Carrier-free immobilization strategies can also represent a valid alternative; carrier-free methods generally show advantages like high volumetric activity and stability against unnatural condition. According to authors’ knowledge, so far Poraj Kobielska and coworkers have demonstrated the feasibility of unspecific peroxygenase encapsulation in polyvinylalcohol/polyethylenglycol gel beads (Poraj-Kobielska et al., 2015) and Kara and coworkers in alginate beads (Hobisch et al., 2020).

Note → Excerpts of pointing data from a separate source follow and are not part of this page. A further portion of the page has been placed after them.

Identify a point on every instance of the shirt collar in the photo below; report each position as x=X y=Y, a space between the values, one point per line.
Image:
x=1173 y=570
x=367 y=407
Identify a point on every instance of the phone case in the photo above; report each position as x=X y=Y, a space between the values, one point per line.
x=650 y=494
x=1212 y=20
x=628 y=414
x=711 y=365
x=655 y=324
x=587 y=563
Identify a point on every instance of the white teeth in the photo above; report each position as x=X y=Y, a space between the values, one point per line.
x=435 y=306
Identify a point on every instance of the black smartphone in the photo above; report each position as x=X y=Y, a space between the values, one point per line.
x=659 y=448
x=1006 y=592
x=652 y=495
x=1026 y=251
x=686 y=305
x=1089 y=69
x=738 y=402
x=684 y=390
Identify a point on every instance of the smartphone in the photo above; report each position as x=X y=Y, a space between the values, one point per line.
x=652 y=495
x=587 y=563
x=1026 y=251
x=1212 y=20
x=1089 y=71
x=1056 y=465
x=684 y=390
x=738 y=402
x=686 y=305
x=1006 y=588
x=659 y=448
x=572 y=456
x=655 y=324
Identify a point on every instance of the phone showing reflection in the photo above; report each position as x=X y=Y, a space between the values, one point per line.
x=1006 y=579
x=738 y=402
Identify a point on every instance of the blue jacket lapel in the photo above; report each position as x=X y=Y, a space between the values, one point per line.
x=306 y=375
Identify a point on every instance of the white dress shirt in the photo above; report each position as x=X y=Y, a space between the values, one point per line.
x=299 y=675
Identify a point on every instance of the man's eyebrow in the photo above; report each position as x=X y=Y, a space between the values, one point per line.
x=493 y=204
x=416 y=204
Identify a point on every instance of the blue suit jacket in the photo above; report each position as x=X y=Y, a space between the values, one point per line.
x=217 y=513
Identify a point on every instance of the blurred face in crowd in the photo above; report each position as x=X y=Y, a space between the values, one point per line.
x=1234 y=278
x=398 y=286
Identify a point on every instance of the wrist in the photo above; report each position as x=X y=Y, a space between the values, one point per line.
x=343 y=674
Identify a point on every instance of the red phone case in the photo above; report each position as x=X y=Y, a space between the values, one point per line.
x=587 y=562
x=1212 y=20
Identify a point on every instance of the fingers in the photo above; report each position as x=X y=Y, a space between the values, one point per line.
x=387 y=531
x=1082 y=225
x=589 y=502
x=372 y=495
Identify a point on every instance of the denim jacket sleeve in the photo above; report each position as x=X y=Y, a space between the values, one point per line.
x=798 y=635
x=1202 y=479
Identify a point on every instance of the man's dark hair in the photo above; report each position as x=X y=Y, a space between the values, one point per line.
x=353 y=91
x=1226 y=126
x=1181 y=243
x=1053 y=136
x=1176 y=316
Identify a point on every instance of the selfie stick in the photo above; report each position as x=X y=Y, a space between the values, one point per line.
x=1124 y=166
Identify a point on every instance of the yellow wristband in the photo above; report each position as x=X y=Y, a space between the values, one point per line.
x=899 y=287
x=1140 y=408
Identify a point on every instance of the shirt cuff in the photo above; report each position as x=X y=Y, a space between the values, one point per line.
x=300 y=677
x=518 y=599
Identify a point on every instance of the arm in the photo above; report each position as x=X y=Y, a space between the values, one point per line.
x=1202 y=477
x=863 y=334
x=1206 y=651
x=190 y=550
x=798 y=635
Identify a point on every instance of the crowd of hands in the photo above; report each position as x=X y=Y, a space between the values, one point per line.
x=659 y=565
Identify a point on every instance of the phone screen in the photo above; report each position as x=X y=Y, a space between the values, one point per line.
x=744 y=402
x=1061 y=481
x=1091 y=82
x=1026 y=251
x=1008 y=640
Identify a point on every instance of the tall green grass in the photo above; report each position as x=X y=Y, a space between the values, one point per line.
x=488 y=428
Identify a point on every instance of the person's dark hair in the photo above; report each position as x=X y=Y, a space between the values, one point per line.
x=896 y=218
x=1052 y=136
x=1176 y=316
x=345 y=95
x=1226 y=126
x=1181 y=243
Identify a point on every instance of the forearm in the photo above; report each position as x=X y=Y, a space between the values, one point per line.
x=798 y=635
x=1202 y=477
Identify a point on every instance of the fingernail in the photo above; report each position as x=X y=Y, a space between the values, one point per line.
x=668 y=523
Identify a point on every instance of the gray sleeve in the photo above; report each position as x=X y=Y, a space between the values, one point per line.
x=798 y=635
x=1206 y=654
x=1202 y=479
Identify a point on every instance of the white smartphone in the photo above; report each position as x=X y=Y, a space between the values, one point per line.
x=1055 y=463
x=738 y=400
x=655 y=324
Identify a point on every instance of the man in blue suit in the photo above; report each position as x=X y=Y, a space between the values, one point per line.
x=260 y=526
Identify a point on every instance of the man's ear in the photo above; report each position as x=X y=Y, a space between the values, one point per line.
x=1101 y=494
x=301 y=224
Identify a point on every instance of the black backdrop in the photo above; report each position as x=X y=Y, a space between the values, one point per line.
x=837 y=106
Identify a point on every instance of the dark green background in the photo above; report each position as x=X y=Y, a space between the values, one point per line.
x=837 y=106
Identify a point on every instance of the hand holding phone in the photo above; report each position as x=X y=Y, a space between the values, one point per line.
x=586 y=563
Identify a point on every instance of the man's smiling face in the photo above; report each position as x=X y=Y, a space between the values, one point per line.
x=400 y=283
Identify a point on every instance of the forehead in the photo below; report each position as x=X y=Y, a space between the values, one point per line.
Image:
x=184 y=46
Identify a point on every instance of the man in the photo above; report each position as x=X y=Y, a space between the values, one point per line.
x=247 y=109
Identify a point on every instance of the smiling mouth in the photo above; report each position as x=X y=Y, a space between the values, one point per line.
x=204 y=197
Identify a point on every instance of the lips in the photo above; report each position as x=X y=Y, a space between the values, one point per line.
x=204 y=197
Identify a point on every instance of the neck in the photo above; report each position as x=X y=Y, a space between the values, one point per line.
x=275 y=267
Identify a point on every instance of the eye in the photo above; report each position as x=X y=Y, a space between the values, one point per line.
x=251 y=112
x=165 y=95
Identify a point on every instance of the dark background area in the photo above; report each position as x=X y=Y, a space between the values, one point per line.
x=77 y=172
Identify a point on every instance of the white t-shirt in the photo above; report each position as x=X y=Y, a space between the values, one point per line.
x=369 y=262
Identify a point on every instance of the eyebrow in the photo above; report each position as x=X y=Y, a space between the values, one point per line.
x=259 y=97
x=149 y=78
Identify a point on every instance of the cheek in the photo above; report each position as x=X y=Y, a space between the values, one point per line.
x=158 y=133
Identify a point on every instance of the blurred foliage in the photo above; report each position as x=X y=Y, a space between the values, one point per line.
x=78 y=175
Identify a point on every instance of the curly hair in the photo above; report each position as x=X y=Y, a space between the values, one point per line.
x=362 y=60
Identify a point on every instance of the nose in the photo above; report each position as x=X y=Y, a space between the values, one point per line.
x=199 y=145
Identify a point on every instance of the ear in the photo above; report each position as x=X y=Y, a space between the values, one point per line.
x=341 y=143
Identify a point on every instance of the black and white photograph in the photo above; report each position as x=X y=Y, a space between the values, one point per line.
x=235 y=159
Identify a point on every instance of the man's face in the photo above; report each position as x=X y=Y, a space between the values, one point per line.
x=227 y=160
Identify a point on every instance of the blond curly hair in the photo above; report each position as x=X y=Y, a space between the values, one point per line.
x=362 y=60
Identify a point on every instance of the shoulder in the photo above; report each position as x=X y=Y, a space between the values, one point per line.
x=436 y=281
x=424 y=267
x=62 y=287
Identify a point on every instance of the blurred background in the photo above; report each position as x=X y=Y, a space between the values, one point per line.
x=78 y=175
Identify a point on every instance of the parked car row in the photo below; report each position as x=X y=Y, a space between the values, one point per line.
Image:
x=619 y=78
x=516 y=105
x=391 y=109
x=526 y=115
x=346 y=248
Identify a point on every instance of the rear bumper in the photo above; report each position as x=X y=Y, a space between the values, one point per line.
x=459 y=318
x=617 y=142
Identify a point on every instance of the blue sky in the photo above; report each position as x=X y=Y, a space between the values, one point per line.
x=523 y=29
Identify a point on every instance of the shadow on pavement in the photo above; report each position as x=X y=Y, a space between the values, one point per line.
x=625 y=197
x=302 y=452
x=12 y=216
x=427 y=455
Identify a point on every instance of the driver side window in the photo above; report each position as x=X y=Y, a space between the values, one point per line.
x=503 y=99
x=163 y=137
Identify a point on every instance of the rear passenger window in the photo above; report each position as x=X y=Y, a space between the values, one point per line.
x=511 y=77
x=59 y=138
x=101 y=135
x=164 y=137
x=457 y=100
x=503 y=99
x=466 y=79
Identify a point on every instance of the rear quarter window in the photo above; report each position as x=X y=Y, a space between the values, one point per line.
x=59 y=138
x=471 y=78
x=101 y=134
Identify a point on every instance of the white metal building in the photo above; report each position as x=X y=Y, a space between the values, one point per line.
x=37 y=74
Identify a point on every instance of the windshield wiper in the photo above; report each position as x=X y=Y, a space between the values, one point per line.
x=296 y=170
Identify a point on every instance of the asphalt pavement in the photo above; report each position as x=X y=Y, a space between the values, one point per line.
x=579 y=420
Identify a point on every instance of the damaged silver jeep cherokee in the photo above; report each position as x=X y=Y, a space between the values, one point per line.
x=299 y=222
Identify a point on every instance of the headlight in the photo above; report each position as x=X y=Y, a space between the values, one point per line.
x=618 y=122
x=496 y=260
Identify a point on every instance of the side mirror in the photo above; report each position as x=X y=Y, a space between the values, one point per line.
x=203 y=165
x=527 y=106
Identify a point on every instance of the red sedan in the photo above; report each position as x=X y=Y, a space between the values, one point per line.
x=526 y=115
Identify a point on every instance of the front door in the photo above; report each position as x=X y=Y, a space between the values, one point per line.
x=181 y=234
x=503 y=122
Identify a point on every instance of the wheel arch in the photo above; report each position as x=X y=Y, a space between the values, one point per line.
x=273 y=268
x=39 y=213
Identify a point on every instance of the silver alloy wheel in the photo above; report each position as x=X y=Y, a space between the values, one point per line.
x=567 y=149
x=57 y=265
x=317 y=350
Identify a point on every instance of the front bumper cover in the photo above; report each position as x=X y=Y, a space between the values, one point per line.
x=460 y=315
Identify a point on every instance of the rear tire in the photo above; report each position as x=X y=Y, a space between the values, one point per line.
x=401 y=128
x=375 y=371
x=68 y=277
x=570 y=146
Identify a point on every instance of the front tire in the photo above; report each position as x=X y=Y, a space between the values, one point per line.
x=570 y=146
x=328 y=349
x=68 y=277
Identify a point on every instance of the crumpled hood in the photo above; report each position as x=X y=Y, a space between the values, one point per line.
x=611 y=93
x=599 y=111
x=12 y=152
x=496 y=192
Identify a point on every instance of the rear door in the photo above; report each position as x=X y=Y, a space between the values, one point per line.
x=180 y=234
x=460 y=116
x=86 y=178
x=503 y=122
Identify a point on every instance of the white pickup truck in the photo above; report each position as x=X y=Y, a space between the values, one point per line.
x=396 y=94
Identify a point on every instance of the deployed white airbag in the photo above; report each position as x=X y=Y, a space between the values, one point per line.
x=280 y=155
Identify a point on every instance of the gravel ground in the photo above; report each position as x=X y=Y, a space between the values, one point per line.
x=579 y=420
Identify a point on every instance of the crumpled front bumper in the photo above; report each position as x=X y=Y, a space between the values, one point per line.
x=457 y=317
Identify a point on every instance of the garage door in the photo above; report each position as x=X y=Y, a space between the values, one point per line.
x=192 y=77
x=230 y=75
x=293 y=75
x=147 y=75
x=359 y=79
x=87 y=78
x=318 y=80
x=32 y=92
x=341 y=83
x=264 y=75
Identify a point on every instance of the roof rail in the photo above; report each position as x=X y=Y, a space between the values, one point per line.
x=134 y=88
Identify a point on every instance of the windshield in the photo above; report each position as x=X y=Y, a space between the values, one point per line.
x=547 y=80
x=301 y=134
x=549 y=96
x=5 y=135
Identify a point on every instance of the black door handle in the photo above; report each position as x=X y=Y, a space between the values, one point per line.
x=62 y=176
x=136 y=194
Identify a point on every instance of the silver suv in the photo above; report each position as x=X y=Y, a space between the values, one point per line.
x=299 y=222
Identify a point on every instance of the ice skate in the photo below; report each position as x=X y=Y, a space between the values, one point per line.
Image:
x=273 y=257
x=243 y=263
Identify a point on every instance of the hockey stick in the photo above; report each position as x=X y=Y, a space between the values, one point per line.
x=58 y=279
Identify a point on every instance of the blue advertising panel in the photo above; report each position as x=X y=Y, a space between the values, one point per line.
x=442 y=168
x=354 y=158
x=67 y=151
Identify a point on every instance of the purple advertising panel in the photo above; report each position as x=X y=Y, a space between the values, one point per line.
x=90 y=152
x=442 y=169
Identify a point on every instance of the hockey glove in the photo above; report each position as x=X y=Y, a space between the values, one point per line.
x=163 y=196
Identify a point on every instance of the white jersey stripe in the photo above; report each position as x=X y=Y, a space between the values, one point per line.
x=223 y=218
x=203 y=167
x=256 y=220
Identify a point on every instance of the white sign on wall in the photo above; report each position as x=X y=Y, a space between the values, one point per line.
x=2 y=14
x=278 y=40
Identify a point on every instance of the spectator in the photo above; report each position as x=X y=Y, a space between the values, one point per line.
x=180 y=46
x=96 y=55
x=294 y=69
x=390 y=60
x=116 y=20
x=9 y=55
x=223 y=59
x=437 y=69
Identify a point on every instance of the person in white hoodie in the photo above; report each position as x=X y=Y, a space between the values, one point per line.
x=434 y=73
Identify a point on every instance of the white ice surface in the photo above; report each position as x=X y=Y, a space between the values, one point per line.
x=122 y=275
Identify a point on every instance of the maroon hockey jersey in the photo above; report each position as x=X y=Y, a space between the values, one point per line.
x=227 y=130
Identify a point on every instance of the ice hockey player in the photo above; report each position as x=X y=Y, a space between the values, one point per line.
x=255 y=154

Eventually, it is also worth to mention the positive effect that in-silico analysis can have in the development of an immobilization procedure. These can indeed act as guidelines helping us to shortlist the countless procedures, to point out the optimal conditions and to foresee the immobilized enzyme behavior. A tool like molecular docking, for example, can help better understanding the protein domains involved in the anchoring phase and predict the effect on the enzyme active site (Holyavka et al., 2016). Similarly, software like Swiss Pdb Viewer and Maestro identify the amino acid residues on the enzyme surface and provide information about their special position. Both were indeed used by Sakibaev and coworkers to determine the distance between the active center of the enzyme and the potential sites for binding, an important parameter to predict the effect of the immobilization procedure on the enzyme activity (Sakibaev et al., 2019). An alternative is represented by algorithms such as LIGRe (ligand interacting group reactivity) that determines the amino acids reactivity at a given pH highlighting the regions of the enzyme prone to interact with the carrier functional group (Torres-Salas, del Monte-Martinez et al., 2011). Moreover, microscopes such as scanning electron microscope (SEM) and fluorescence confocal microscopy are often used to display the enzyme distribution throughout the carrier pores and to predict substrate/product diffusion limitation problems within the support, respectively (Molina-Espeja et al., 2019; Ahmad et al., 2020).

Conclusion

Among the different immobilization strategies investigated, metal affinity binding using the Opal EziG™ support, proved to be the most suitable method for AaeUPO PaDa-I. The optimized condition led to an immobilization yield of 92% and to an activity yield of 55%; moreover, the 75% of enzyme activity was kept up to 30 days. However, it is worth noting that these promising results were obtained using purified PaDa-I, which consists of an extra cost that negatively affect the labour and overhead (L&O) costs (Thompson et al., 2019b). Comparing only the results of the crude enzyme extract immobilization procedures, covalent immobilization with the amino carrier Lifetech™ ECR8315F is found to be the optimum. When immobilized on this carrier, the enzyme has an immobilization yield of 55% and an activity yield of 2%. Moreover, even if 40% of enzyme activity is lost after 30 days, the half-life time of the immobilized enzyme is 15-fold higher than for the free PaDa-I. Eventually, the covalently immobilized enzyme was adopted as catalyst in the ethylbenzene hydroxy-functionalization reaction (proof-of-concept) and to validate the hypothesis of enzyme recyclability (until 7 times). According to Thompson et al., the obtained results respect industrial requirements like high enzyme loading (>10wt%) and partially satisfy requirements such as high retained activity (>50%) and enzyme recyclability (Thompson et al., 2019a). Moreover, an upscale from 1 to 10 g immobilization performed with the Lifetech™ ECR8315F carrier with no negative consequences, reveals its potential use on larger scales, e.g. in flow, and foreshadows that the system is robust enough for further increase. Considering this very promising results, future experiments will be devoted to further improve immobilization and reaction conditions in order to continue reducing the gap between the enzyme properties and the industrial requirements.